Tiling a recovery story BUYDynasty Ceramic Plc (DCC)
DCC is a massive laggard, trading 18% below its 2012 peak while the
market is 28% higher in the same period. Successful operational fix in
the past 12 months will restore the company’s growth story. We expect
DCC’s earnings growth to surge to 25% this year, from near zero last
year, in our revised forecast. Our new TP of Bt70 implies 26% capital
gain, which would be further sweetened by a 7% dividend yield. BUY.
Strong operational improvements. Yesterday's analyst meeting led by Khun
Roongroj Saengsastra, Chairman & CEO, revealed that DCC successfully raised average
product selling price from Bt129/sqm in 2012 to Bt135/sqm in mid-Jan 13 and
Bt139/sqm in mid-Feb 13. Despite the price hike, sales volume picked up strongly by
12% YoY in January. Backing for this was provided by three elements. First, market
demand was strong. Second, it introduced a new product in 4Q12 that met with
customer approval. This is a "rectified floor ceramic tile" sized 16"x16", for which the
selling price is almost 30% below the price for imported granito tiles, and thus will lure
some share away from the imported granito tile market. Thirdly, last year's logistics
problems were solved by shortening the payment terms and using larger trucks.
Positive guidance for 2013. DCC targets 10percent sales volume growth and 7% average
selling price (ASP) increase to Bt138/sqm in 2013. Gross margin is expected to edge up
to 40percent from 39.2% in 2012, thanks to better economies of scale, higher ASP and sales
mix optimization. DCC aims to boost the proportion of the 16"x16" rectified floor
ceramic tile size from 3-4% of total sales volume to 35-40%. While the ASP on this
product is 20% above the conventional grade, its production cost is merely 5% higher.
DCC is not concerned about the current boom in modern trade distribution outlets for
home improvement products, as they generate only 2% of total sales from ceramic tile
sales due to space limitation. DCC's in-house outlets, primarily dedicated to ceramic
tiles, offer much broader product range and account for 75% of its sales.
Earnings upgrade. To reflect the stronger outlook, we have raised our forecast by
14% to Bt1.6bn in 2013F and Bt1.8bn in 2014F. Our key assumption changes are: 1) an
increase in ASP to Bt134/sqm (+4% YoY) in 2013F and Bt135/sqm (+1% YoY) in 2014F;
2) a rise in sales volume to 63mn sqm (+8% YoY) in 2013F and 69mn sqm (+8% YoY) in
2014F; and 3) a rise in gas cost by 5%. Our full-year ASP assumptions are more
conservative than company guidance as we see seasonality factors contributing to the
pricing so far in 1Q13. Our sensitivity analysis suggests that every 1% rise in sales
volume and ASP will increase DCC's earnings by 1% and 3.5%, respectively, while every
1% rise in gas cost will hurt its earnings by 1.5%.

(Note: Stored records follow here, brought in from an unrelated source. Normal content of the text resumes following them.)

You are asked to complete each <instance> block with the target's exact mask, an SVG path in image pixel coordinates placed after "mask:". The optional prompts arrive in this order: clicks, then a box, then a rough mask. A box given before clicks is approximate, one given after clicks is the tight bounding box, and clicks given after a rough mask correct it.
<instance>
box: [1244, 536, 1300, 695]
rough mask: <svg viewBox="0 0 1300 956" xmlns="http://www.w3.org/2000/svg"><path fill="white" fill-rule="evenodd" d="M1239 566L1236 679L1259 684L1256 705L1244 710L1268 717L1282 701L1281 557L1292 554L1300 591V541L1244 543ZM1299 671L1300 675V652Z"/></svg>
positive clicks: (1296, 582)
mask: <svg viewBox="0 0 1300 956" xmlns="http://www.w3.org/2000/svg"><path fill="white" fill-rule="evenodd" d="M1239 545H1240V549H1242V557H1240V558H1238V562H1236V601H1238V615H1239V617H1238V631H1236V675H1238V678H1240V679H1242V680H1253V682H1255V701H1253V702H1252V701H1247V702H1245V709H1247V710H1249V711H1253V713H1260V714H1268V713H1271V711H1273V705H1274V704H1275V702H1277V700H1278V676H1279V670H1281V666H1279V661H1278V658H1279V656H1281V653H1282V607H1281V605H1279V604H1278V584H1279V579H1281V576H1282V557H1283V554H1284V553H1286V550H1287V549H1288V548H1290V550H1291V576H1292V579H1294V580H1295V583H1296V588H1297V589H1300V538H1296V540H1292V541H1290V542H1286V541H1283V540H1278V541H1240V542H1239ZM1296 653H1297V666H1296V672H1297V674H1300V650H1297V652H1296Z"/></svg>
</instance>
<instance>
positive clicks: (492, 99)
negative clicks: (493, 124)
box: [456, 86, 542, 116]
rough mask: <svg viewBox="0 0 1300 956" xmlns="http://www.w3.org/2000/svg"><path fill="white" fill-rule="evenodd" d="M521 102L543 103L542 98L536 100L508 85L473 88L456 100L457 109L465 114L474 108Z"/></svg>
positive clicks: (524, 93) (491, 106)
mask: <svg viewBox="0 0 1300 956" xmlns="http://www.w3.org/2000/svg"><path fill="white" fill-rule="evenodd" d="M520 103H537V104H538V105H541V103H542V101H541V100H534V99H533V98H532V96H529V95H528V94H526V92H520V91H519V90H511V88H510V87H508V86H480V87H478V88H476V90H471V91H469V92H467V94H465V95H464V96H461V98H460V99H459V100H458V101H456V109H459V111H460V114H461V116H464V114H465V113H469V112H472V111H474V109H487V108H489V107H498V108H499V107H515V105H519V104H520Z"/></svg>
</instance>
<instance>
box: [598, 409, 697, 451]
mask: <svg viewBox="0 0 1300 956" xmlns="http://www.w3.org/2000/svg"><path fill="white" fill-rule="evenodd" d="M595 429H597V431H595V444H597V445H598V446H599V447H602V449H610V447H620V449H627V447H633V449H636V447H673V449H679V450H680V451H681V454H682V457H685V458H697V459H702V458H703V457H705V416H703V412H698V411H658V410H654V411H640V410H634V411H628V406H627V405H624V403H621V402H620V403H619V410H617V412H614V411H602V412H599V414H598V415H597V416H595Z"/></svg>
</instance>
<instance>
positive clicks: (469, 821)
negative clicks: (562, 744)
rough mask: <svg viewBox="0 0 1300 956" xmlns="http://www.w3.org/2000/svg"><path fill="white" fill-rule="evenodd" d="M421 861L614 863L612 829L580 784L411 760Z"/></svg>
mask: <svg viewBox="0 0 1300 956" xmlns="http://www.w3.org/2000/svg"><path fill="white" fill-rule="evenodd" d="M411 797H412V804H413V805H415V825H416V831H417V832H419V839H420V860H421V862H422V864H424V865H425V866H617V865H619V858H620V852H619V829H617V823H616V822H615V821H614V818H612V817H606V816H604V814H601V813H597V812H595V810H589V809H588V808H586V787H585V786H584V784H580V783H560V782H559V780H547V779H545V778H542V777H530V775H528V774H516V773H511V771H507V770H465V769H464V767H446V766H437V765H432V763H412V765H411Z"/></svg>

Maintain BUY. We raised our 12-month PT to Bt70 (from Bt57), based on 18x PE (+1.5
S.D. over its 10-year PE of 13x) in response to our earnings upgrade. We like DCC for
several reasons: 1) potential earnings upgrade by street (our earnings are 14% above
consensus); 2) hugely laggard play in its sector (DCC -7% vs. SETCONMAT +24% and SET
+34% in the past 12 months); 3) attractive valuation, trading at 14x 13PE vs 3-year EPS
growth at 20%; and 4) compelling dividend yield at 7.0% in 2013F.